Oooh, a filler post consisting almost entirely of a link to an inspirational quote about why it bothers me to do a filler post consisting almost entirely of a link to an inspirational quote. Meta!

A week ago I had my first patch rejected. Not "oh we'll need a few changes" rejected; we're talking actual, outright "we do not want this code" rejected. Ouch.

The patch was for Zaqar, the queueing service for OpenStack. It involved modifying __getattr__ on a base class to allow the elimination of similar methods in its child classes. Not a big thing, but the methods were just different enough to make it non-trivial; plus it was my first time working with OpenStack, and also the first bug I've tried that wasn't explicitly marked as 'easy' or otherwise appropriate for beginners. [1]

Boy, did I feel good when I got that sucker working. Net reduction of nearly 100 lines, booyah! When someone on irc described my work as 'impressive' I did not object. Oh hi, yeah, I'm an OpenStack developer. You know, the impressive one?

And yet... it was kinda hard to read.

That wasn't my problem though - I mean, they wanted it, and I gave it to them, so I was doing them a favour, right? They knew what they were doing. During the review process I added enough comments to make it comprehensible (cutting the line savings in half).

And just when it looked like it was about to be merged, another developer came and said what I had been uneasily thinking. This is code is complicated. It's magic. Anyone looking at these classes in the future will waste many brain cycles trying to understand something which ought to be simple. And if it ever needs to be modified... he was tactful, but the message was clear. After some back and forth on irc they decided that no amount of tweaking was going to make this patch usable.

This was not easy to hear. And yet, part of me was relieved. I know that my skills need work, but I have faith in my taste, and that faith was a little shaken by seeing experienced developers get excited about code that smelled [2] a little off to me. While it was a rejection of my work, it was also a vindication of my taste.

This is a huge change in attitude for me. There was a time, not so long ago, when I would have been crushed.

I guess I'm telling this story for people who are still in that boat. Blogs are not diaries - they're conscious, professional presentations, and the endless stream of successes in your RSS feed is a reflection of that. For every success they print in red, there are 20 undocumented failures (and probably a catastrophe or two). This can give you the impression that you're the only one struggling.

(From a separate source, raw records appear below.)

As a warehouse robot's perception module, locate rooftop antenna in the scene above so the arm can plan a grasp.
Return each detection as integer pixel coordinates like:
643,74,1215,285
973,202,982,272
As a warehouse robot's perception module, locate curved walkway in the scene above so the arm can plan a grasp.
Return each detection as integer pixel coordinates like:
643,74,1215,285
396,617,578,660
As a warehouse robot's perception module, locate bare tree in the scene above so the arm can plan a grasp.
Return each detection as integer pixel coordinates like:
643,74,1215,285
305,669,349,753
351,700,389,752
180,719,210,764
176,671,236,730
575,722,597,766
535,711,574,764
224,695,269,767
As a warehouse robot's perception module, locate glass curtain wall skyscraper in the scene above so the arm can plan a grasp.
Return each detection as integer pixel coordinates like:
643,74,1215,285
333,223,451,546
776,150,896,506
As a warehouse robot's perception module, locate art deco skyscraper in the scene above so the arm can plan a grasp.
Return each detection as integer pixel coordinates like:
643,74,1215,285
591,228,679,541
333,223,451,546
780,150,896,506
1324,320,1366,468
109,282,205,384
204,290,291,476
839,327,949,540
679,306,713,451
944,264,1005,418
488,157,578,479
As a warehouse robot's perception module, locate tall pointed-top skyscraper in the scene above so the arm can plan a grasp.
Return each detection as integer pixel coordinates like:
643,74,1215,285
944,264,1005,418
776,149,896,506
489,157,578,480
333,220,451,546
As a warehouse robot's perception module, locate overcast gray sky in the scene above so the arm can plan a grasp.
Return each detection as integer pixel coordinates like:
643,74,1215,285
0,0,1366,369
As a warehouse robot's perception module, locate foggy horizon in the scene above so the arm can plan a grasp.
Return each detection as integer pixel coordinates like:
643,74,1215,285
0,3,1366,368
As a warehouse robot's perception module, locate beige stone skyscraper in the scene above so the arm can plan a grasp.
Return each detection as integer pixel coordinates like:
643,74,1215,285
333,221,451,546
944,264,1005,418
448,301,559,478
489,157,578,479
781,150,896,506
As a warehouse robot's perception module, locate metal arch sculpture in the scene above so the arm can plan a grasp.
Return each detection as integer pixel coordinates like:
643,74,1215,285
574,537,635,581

There will be a time, perhaps not long from now, when I write a chirpy post about my first contribution to OpenStack. I won't apologize for that, but I will link back to this one.

If self-confidence is a struggle for you, please go read the comic I linked above, and start being proud of your taste.


 
 
 
 
 
 
 
 
 
[1] bug, final patch, in case you're curious.
[2] this is not a mixed analogy, because taste is mostly smell. So there.